Dans sa séance d’octobre 1894, tenue à la Société française de navigation aérienne, M. W. de Fonvielle a fait un rapport sur sa communication à la Société du Vexin dans son excursion de Luzarches. Ce rapport, que l’Aéronaute a publié in extenso[2], concluait à l’attribution d’une médaille d’argent à M. Duponnois, ce qui a été voté à l’unanimité.

  1. Quant aux dépêches, elles furent d’abord cachées dans le calorifère de l’habitation Pique, puis M. Meu, aidé par des conseillers municipaux, les fit passer au bureau de la poste, on trouva un voiturier dévoué, nommé Romand, qui les transporta à Gournay-en-Bray après les avoir placées sous sa voiture au moyen de planches clouées, qui formaient double fond à cette voiture. Romand, qui est mort depuis, a pu traverser les postes ennemis à l’aide de volailles qu’il avait attachées ensemble et qu’il montrait en les faisant crier, affirmant qu’il allait faire des provisions pour les camarades des sentinelles qui lui barraient le chemin.

    C’est Romand lui-même qui a donné ces détails, en déclarant n’avoir jamais été récompensé.

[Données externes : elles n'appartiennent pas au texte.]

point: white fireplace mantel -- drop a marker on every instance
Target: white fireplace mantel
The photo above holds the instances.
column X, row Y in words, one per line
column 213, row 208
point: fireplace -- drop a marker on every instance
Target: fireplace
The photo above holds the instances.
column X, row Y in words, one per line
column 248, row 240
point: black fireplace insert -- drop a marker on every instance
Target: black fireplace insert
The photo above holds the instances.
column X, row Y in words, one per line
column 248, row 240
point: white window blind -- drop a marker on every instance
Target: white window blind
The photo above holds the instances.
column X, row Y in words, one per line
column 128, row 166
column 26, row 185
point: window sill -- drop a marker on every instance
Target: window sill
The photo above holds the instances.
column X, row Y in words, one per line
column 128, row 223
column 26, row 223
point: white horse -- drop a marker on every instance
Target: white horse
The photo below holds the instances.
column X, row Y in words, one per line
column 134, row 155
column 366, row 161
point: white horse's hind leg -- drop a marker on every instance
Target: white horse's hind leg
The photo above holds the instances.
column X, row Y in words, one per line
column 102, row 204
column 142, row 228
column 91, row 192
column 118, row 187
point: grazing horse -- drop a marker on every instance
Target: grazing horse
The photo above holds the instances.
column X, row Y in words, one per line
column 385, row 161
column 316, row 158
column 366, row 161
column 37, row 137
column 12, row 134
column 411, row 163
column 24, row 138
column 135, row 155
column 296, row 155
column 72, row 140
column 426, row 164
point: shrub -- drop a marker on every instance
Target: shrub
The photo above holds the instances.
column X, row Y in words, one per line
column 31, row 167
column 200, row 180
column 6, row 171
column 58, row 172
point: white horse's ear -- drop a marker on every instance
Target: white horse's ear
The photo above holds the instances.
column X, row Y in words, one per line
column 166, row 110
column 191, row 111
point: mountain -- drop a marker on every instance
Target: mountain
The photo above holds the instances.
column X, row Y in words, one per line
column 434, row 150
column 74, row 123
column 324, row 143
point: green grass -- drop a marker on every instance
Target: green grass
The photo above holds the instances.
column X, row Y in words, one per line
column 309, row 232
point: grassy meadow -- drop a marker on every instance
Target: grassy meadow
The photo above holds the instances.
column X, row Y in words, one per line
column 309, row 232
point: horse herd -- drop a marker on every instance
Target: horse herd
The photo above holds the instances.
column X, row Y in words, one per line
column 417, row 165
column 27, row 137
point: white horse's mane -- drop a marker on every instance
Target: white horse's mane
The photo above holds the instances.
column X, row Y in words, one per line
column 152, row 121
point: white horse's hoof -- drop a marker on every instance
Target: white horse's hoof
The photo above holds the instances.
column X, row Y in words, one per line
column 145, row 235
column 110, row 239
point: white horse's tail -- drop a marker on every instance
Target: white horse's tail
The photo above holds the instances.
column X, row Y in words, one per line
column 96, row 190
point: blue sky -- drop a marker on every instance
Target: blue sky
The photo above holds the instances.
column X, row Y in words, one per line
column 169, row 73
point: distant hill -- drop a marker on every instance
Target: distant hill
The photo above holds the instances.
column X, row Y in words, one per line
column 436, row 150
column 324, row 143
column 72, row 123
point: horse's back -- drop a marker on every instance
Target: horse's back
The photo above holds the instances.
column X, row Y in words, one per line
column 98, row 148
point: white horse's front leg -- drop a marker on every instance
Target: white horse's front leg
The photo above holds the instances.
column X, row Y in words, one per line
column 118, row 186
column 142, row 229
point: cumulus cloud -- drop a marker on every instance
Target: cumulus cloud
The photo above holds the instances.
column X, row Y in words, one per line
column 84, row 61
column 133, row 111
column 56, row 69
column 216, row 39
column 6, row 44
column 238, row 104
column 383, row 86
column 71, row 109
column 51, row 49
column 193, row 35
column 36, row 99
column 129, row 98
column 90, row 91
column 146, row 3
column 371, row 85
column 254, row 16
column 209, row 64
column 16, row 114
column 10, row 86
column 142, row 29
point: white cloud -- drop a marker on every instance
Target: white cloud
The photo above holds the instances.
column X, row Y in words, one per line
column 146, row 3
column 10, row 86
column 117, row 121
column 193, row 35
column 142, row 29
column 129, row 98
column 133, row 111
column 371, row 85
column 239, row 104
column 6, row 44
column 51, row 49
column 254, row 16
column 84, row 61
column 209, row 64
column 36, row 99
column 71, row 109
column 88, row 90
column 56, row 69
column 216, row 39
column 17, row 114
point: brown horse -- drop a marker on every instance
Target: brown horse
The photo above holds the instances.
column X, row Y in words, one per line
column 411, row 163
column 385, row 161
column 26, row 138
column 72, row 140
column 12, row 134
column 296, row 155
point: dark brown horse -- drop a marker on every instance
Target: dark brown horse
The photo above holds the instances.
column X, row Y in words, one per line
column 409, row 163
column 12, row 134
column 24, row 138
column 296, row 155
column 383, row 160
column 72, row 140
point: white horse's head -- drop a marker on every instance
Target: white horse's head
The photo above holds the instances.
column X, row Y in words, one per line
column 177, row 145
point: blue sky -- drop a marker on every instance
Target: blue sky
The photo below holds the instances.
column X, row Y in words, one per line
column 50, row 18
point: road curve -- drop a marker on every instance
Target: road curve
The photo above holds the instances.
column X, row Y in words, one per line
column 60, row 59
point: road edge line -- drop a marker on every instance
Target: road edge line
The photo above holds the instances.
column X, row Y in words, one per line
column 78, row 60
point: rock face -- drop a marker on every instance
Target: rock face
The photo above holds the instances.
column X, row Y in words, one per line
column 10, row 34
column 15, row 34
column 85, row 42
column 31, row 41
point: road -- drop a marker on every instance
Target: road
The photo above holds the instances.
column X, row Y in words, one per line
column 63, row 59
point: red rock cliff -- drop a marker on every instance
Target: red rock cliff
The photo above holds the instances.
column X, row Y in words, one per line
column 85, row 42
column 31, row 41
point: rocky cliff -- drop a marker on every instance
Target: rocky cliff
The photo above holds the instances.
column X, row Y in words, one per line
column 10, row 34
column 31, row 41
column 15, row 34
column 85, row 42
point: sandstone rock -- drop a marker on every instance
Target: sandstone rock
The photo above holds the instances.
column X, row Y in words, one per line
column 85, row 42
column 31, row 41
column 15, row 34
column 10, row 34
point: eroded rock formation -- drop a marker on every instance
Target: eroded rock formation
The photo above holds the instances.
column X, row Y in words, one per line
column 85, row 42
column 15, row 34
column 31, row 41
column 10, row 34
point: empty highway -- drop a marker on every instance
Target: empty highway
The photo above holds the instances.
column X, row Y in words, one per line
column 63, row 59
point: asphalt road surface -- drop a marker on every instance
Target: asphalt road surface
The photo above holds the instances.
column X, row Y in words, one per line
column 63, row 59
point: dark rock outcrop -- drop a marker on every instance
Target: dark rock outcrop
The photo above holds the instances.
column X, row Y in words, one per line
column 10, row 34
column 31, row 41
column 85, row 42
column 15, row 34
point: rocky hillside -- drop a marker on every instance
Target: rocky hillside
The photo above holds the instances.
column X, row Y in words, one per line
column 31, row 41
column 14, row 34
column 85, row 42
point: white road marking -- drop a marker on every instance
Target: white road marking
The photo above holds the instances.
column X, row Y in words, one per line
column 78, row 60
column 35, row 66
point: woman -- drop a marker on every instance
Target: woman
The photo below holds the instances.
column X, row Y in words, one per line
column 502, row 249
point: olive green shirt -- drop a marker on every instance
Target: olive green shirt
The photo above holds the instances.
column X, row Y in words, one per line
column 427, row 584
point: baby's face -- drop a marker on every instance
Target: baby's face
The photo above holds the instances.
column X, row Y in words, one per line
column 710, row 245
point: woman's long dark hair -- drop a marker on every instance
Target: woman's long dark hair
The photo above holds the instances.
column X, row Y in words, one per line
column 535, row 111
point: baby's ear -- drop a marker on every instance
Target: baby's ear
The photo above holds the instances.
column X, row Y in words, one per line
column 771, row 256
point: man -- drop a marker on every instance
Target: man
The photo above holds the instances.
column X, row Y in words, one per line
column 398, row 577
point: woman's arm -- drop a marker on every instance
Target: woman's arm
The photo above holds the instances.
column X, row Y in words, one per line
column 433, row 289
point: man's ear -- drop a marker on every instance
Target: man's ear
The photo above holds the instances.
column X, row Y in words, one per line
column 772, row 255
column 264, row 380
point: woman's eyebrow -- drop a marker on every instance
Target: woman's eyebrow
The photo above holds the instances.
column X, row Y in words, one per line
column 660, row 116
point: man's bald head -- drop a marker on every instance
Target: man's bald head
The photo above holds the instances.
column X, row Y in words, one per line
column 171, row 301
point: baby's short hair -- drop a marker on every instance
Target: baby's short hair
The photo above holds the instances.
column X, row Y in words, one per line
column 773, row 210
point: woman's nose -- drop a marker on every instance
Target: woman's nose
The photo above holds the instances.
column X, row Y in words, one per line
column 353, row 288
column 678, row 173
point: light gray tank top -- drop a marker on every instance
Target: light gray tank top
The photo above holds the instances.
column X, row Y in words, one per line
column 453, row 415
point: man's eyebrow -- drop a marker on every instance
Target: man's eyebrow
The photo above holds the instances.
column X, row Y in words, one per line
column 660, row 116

  2. Nous relevons dans ce rapport un détail intéressant : Quand la nouvelle de la descente du « Général Uhrich » arriva à Tours, le Moniteur universel, avisé probablement par son correspondant ordinaire, raconta sommairement ce qui s’était passé en citant le nom de Luzarches. C’était une imprudence grave qui aurait pu avoir les suites les plus sérieuses pour les habitants de cette ville. Aussi, le lendemain le Moniteur universel publia une note évidemment communiquée par l’état-major pour expliquer que le « Général Uhrich » était descendu beaucoup plus loin. Ecrit d’une façon très gauche, par une plume peu exercée, le récit n’était pas de nature à tromper les officiers allemands du service des renseignements. Cependant j’ai la satisfaction de dire que personne ne fut inquiété à la suite de cette indiscrétion. Entraîné par la rapidité avec laquelle les événements se succédèrent, le préfet allemand de Seineet-Oise ne paraît pas avoir tenu compte de cette dénonciation involontaire mais coupable. Je n’y ai trouvé aucune allusion dans le Journal officiel de Versailles, rédigé par un publiciste allemand que j’avais eu l’occasion de rencontrer souvent, avant la guerre, dans le journalisme parisien.